In the cramped heart of the suburb called Andheri, the MF Cama Athornan Institute was strangely quiet. The institute, founded in 1923 to train Zoroastrian priests, is a large, M-shaped edifice with excellent infrastructure and teachers dedicated to the welfare of their students.
By Samanth Subramanian
At present, those students number precisely four.
Classroom after classroom lay locked, their blank innards barely visible through smoked-glass windows. One room on the first floor, so big that even the softest voice echoed, used to be a dormitory holding as many as 50 beds; now it is occupied only by a clothesline strung across its breadth, bearing the laundry of its residents.
One leg of the M has been rented out as office space to an aviation academy. "Have you ever seen a school like this, where there are more teachers than students?" Dastur Firoze Kotwal said with a sigh. Mr Kotwal is a high priest and one of the religion’s greatest scholars. He is also an alumnus of the Cama institute and a former principal there. "It is almost a dying seminary."
The state of the Cama Institute, Mr Kotwal said, mirrors the state of the priesthood in Indian Zoroastrianism. "For every 10 priests who pass away, there isn’t even one to take their place," he said. "Nobody is entering the priesthood anymore."
Much of this shortage stems from the tension between secular and religious studies – between the choice, in front of a young man, of a private-sector job in India’s booming economy and the relatively low-paying, unstable work of a priest.
The first mention of Zoroastrianism dates back to the 5th century BC, making it one of the world’s oldest religions. The Indian Parsis are descendants of Persian Zoroastrians, who, forced into a minority by the advent of Islam, fled to south Asia, in particular, to India’s west coast.
The Parsi community is still concentrated in the western state of Gujarat and in Mumbai.

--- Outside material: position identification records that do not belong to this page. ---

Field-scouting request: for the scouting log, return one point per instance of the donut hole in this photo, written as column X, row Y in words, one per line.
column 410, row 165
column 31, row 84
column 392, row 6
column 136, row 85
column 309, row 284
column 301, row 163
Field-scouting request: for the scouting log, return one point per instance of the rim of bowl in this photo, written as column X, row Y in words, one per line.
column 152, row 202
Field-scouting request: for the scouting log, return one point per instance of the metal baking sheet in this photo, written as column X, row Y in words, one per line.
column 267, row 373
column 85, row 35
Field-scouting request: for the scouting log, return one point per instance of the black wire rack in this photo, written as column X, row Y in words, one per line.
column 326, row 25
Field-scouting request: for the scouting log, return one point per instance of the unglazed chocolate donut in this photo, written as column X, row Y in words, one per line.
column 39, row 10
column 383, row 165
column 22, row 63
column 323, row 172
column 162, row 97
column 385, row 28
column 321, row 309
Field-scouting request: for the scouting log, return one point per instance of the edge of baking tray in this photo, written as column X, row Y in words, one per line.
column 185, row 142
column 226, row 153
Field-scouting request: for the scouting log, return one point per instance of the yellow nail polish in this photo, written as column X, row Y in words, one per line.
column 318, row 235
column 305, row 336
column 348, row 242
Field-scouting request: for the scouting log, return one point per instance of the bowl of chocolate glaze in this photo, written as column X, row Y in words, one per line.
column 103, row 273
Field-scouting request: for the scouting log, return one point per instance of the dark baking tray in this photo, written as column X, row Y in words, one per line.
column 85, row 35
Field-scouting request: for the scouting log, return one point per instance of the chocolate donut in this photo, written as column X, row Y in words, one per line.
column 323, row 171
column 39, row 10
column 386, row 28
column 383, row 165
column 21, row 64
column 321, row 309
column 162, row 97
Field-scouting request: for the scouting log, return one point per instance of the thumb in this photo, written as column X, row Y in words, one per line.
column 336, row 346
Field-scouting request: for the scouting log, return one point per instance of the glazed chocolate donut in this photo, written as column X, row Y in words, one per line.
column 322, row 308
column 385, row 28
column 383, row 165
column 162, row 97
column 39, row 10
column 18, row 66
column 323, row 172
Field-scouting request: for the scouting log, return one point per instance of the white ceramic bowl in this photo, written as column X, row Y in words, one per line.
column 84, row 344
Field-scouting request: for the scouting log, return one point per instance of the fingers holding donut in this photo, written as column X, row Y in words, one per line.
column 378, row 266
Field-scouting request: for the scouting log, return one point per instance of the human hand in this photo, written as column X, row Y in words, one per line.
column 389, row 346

The last Indian census, in 2001, counted 69,601 Parsis in the country – a decline from the 1981 figure of 71,630, and from the 1951 figure of 111,791. A report by the National Commission for Minorities identified low birth rates and migration as causes for the steady drop in India’s Parsi population.
Khushru Panthaky, the principal of the Cama Institute, one of the two Zoroastrian seminaries in Mumbai, called the Parsis a "microscopic minority". So while the number of students aspiring to the priesthood is dwindling in every religion, he said, "the problem is much graver in such a small community", because the death of the clergy will mean the death of the religion.
Until the late 1970s, the Cama Institute offered both secular and religious lessons, but its trustees began to observe seminary graduates drifting away from the priesthood and towards other professions. In reaction, they removed the secular component entirely – and watched, then, as the number of students dropped from nearly 50 into the single digits.
By the time secular studies were reinstituted, roughly a decade ago, it proved too late. The strength of the Cama Institute’s student body has hovered in the low single digits ever since.
One former priest, who asked to remain anonymous, recalled the Cama Institute’s redaction of secular studies as a major mistake. "Who’d want to be illiterate?" he said.
He insisted that he didn’t regret abandoning his training for a job in the insurance industry.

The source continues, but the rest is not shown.